Monday, September 24, 2007


A mosaic is a piece of artwork created by laying many small objects side-by-side to make a large picture. Usually tile is used but, as you’ll see in articles later this week, almost anything can be used to create a mosaic.

Throughout history, mosaics have been used for decoration in homes and public places. Many things can be decorated with mosaics including floors, walls, vases, and tables. Shown below are two pictures of the ruins of mosaic floors from the ancient Roman baths. In ancient Rome, people went to the baths to socialize while they bathed. You can even see the drain in one of the pictures.

When creating a tile mosaic, the artist begins by sketching the picture he wishes to create onto the surface he plans to mosaic. Then he lays out the colored tiles so he can make sure the picture is exactly what he wants. Sometimes he has to cut pieces of tile to fit into place. When he’s happy with the picture, he glues the tiles down with a special glue made for attaching tiles. Finally, the artist fills in the cracks between tiles with grout. This is called the “direct mosaic method.” There are other ways to create mosaics but they are more complicated and this is all you’ll need to know when you make your own later in the week.

Below are some picture of a tile mosaic my parents made for their bathroom. You can see the lines of the drawing in places that haven't yet been tiled. The picture was inspired by the sink you can see in the final picture.

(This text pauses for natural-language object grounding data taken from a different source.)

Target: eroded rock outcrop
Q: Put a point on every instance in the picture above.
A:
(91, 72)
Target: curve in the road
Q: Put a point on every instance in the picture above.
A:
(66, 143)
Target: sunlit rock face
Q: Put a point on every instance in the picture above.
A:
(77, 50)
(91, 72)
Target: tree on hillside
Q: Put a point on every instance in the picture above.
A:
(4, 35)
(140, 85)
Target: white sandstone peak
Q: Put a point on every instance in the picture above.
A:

Finally, I wanted to show you a few more examples of mosaics. The first picture below is the floor of the Curia, the Senate building of ancient Rome, which you can still visit today. The second picture is the floor of the British Museum. The third is a floor in the Vatican Museums. As you walk through the museum, this floor comes before the Sistine Chapel where Michelangelo painted the ceiling. The last picture is the floor of a church in Rome. I’m not sure which one. I took a lot of pictures of mosaic floors, as you can tell, and I lost track of which floor belonged to which church. I think these old, mosaic floors are beautiful. What do you think?